In cooperation with the African School of Economics (ASE), Evidence in Governance and Politics (EGAP) is organizing a Learning Days workshop in Benin, Abomey Calavi and Cotonou from June 10 to 14, 2019.
The event will take place on the campus of ASE in Abomey Calavi and will be conducted in English. French-speaking instructors will be in attendance as well. The objective of this international activity is to train Principal Investigators (PIs) in developing countries on the experimental research methods in the social sciences during five days.
The workshop is intended for Africa-based researchers and evaluation professionals working in academic, non-governmental, and governmental organizations who carry out analyses related to governance and development. It will gather scholars with prior training in social sciences and statistics, econometrics, or policy evaluation.
The workshop will instruct on concepts and tools for experimental impact evaluations, and will include presentations of experimental research, statistical exercises (with and without statistical software), and individual advisory sessions for participants to work on developing research designs related to their organizations’ missions. Key topics include causal inference, hypothesis testing, randomization, power, and more.
As part of the workshop, EGAP will also host a half-day evidence seminar on June 13 at the Golden Tulip le Diplomate Cotonou. This event will bring together Learning Days participants (with a focus towards those who are representatives of government and civil society organizations) with EGAP researchers who have a focus on experimental methods and policy-relevant research and evaluation.

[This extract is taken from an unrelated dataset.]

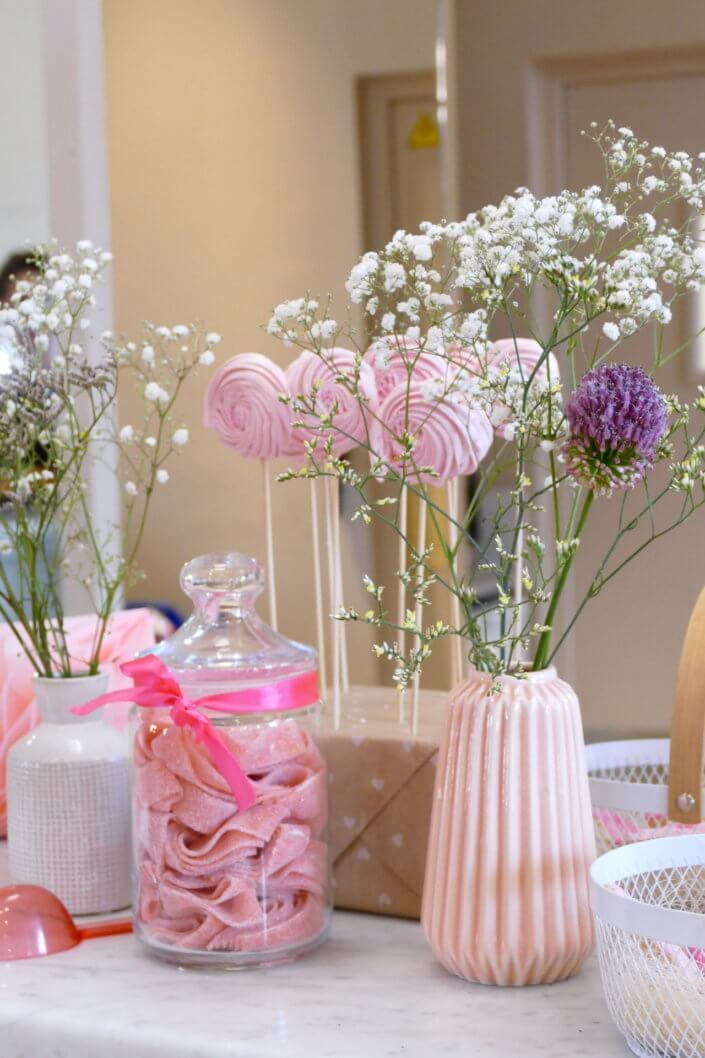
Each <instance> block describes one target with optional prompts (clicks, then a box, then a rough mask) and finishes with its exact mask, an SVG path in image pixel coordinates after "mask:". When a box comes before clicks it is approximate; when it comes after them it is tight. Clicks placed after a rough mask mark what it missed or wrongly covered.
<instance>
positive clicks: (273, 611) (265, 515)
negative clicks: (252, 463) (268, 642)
mask: <svg viewBox="0 0 705 1058" xmlns="http://www.w3.org/2000/svg"><path fill="white" fill-rule="evenodd" d="M261 474H263V481H264V486H265V532H266V537H267V585H268V588H269V621H270V624H271V625H272V627H273V628H274V630H276V628H277V627H278V621H277V615H276V578H275V573H274V528H273V518H272V490H271V485H270V480H269V459H263V461H261Z"/></svg>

EGAP is a cross-disciplinary network of researchers and practitioners that is united by a focus on experimental research and dedicated to generating and disseminating rigorous evidence on topics of governance, politics, and institutions. They seek to forge partnerships between researchers and practitioners committed to understanding the politics of global development, advance evidence-based policy making, and improve the quality of empirical research in the social sciences.